Típica y tópica, la pregunta no tiene respuesta. Primero, porque no me voy a una isla desierta (aunque las ganas crecen). Segundo, porque no quiero restringirme a un solo libro; me llevaría muchos. Tercero, porque estoy aprovechando el trasfondo de selección que exige la pregunta para releer, y a cada libro que releo me salen más candidatos. En no pocas ocasiones caigo en la cuenta de que estos libros de la hipotética lista siempre han estado ahí, me han acompañado de casa en casa, en todas mis vicisitudes. Cuarto, espero no tener que hacer ya más mudanzas. No solamente el saber de los libros ocupa lugar, sino que pesa una enormidad (cuento un mínimo de siete mudanzas acarreando mis libros, más numerosos a cada una de ellas, y seguro que se me olvida alguna. Después de la tercera, la desesperación me venció. Acudí a la Biblioteca Municipal del pueblo del que me iba y pregunté si admitían donaciones. Regalé cerca de 450 libros. Lo peor es que la Biblioteca estaba en unas dependencias municipales, en un 2º piso sin ascensor. El Bibliotecario era un septuagenario, ya jubilado, que trabajaba por amor al arte. No iba él a ayudarme a subirlos. Con sinceridad: ¡bien poco me quejo de mis lumbalgias recurrentes!). Y quinto, sé de buena tinta que ya no quedan islas desiertas.

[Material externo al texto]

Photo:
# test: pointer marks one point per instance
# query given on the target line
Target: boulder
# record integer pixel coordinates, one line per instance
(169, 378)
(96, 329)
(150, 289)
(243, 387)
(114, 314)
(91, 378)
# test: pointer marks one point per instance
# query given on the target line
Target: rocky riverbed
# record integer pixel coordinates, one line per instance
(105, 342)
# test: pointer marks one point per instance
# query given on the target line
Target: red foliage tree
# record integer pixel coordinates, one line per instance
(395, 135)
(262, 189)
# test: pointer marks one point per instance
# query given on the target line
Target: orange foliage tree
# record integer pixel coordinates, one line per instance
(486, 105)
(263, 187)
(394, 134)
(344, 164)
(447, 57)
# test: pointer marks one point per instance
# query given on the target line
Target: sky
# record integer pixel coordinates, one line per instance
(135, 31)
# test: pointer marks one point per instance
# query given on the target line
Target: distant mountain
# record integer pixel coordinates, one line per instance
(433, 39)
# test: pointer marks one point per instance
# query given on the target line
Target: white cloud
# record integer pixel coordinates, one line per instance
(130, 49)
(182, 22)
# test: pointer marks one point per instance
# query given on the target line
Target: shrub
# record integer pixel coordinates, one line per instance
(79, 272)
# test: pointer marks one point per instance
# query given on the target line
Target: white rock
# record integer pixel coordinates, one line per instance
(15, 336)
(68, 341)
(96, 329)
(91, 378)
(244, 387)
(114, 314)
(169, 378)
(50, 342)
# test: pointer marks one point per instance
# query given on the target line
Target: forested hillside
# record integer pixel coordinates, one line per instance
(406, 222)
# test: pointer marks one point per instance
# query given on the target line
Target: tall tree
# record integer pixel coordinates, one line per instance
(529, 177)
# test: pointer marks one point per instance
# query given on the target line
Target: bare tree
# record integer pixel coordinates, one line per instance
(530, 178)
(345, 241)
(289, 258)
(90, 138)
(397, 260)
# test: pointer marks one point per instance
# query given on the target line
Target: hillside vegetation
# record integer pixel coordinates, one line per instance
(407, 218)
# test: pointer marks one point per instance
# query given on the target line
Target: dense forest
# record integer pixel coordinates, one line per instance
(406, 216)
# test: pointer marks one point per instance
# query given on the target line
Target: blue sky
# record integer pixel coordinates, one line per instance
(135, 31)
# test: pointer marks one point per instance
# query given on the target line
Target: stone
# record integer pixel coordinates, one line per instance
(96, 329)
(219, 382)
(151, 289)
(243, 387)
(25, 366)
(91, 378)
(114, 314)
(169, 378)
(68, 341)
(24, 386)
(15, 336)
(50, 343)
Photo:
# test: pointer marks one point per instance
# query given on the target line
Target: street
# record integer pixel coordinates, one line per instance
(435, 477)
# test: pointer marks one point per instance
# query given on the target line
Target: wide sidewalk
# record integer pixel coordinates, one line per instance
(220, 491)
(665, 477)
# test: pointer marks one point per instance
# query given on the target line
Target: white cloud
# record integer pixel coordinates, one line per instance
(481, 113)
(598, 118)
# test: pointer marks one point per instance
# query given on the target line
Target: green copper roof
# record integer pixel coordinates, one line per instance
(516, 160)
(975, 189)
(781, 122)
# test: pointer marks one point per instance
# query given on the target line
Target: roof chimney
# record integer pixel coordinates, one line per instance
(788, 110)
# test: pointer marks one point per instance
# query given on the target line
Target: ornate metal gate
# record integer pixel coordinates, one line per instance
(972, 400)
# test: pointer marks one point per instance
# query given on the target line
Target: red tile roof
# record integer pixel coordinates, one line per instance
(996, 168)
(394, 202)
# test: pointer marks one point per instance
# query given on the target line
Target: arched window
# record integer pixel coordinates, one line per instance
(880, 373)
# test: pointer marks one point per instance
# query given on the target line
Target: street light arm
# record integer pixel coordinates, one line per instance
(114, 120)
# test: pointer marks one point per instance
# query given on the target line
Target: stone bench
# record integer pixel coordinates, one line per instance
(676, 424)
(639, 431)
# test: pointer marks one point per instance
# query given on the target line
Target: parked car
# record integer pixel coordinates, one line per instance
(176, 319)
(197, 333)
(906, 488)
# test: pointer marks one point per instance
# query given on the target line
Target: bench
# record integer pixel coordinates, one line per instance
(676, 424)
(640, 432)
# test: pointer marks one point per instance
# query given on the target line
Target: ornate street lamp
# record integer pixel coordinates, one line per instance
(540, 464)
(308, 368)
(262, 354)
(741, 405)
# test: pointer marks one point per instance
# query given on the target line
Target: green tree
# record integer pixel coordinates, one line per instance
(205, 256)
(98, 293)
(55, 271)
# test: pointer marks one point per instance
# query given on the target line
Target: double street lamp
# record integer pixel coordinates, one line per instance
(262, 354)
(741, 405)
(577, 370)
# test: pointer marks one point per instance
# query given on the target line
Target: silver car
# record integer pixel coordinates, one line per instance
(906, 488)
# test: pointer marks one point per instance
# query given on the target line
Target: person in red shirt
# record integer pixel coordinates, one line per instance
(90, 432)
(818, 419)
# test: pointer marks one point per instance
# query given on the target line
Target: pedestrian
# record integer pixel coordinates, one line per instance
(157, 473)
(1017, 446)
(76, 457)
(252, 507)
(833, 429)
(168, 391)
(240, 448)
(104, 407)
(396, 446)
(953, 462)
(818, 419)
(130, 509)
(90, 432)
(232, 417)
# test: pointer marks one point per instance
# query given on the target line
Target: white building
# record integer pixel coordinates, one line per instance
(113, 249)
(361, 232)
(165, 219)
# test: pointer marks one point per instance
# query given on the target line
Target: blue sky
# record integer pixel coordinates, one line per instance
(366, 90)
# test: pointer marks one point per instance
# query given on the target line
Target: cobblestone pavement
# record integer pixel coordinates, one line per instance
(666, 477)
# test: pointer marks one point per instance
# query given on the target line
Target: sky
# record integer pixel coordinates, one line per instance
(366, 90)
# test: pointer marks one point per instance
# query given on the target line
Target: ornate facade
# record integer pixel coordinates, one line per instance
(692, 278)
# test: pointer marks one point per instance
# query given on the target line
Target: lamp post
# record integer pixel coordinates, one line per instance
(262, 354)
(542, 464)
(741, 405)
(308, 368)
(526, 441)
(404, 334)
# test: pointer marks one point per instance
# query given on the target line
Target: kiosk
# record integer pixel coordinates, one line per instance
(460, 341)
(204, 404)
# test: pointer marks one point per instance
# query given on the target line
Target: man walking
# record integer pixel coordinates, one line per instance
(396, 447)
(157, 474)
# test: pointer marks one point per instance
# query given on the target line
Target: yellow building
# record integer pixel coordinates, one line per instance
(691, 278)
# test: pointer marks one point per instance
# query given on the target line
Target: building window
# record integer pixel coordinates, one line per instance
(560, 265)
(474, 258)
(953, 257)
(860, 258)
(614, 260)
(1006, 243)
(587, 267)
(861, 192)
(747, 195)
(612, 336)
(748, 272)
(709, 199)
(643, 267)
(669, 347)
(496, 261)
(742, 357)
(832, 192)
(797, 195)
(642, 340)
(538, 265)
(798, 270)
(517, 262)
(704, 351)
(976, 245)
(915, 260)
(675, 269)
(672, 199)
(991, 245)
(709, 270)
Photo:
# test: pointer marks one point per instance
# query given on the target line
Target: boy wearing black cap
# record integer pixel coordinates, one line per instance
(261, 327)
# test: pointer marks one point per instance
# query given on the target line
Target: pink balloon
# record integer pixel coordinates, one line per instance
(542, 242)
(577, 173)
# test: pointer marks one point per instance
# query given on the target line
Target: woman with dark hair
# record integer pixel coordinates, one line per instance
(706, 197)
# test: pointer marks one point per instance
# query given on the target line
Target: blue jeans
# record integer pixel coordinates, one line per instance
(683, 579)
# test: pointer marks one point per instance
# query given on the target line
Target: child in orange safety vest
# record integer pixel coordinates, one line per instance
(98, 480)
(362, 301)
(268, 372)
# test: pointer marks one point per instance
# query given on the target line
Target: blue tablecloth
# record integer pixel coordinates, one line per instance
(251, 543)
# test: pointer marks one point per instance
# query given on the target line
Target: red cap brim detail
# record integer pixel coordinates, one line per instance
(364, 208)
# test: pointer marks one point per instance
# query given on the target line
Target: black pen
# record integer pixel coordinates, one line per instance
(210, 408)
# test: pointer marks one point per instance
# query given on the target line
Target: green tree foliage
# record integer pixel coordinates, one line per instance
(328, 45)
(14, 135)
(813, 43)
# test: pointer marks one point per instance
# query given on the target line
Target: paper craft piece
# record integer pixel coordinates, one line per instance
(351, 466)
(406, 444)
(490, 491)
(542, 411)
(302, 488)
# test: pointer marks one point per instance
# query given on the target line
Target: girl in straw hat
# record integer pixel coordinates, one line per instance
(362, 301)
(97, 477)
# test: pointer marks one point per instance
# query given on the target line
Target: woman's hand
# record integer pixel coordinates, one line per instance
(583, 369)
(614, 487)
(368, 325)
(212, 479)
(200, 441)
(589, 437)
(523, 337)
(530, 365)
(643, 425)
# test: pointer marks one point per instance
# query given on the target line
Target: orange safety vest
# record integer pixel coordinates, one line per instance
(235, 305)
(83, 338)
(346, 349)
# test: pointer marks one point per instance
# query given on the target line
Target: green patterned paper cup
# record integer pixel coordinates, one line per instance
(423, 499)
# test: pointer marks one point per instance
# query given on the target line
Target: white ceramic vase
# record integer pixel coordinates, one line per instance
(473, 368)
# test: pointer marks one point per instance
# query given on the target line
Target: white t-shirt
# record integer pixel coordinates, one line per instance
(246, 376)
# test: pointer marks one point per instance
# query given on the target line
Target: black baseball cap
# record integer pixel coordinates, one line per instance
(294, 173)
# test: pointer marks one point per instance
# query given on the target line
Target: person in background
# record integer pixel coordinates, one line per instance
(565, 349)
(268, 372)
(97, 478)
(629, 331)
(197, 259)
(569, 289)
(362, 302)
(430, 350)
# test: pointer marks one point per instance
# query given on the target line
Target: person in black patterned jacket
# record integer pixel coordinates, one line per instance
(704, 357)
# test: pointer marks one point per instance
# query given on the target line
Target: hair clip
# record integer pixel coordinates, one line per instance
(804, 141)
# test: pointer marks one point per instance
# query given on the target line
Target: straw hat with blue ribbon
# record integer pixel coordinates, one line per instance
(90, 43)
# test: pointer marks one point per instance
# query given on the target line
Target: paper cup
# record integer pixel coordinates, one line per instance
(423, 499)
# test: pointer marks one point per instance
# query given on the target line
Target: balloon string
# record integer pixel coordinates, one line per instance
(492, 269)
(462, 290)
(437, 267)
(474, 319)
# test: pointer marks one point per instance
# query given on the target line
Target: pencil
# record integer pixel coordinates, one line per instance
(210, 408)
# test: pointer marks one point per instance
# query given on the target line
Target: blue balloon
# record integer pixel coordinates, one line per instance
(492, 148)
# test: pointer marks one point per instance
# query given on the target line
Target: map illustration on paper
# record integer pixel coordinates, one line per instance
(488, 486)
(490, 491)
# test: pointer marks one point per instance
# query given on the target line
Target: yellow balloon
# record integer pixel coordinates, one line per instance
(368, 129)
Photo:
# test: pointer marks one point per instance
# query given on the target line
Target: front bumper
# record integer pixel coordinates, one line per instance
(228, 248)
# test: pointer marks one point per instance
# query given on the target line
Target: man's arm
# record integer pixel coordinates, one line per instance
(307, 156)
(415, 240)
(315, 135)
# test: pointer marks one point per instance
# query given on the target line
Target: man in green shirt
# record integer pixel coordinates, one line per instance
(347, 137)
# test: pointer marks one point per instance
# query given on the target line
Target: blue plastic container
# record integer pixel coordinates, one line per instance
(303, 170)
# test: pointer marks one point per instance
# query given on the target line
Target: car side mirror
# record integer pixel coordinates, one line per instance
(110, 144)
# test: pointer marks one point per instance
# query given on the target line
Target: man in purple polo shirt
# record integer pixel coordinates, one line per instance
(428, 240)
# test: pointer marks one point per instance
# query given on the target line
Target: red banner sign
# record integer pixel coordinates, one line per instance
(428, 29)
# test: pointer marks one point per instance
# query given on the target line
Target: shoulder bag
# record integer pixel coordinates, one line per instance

En resumidas cuentas, que, más que un libro, llevaría un baúl completo. Iré ofreciendo aquí su contenido. De ese baúl iré entresacando algunos títulos que, hoy, me siguen pareciendo significativos. Trataré de dar al texto su contexto, de ofrecer una historia paralela o, al menos, un marco que se parezca al de su adquisición, al de su primera lectura, unas fechas, quizá algún nombre. Será una manera de rememorarlos y compartirlos con todos los que pasen por aquí. Y de animarles a la lectura, si se dejan; puede que algunos de ellos guarden para alguien cierta novedad. Será, así, no sólo un canto a la nostalgia sino también una puesta al día entre tantas novedades inanes y tan livianas que desaparecen con el primer rayo de sol, o la primera lluvia.

Si una persona es los libros que lee (¿quién dijo esto?) esta sección de la isla desierta acogerá entonces algo, o mucho, de lo que soy.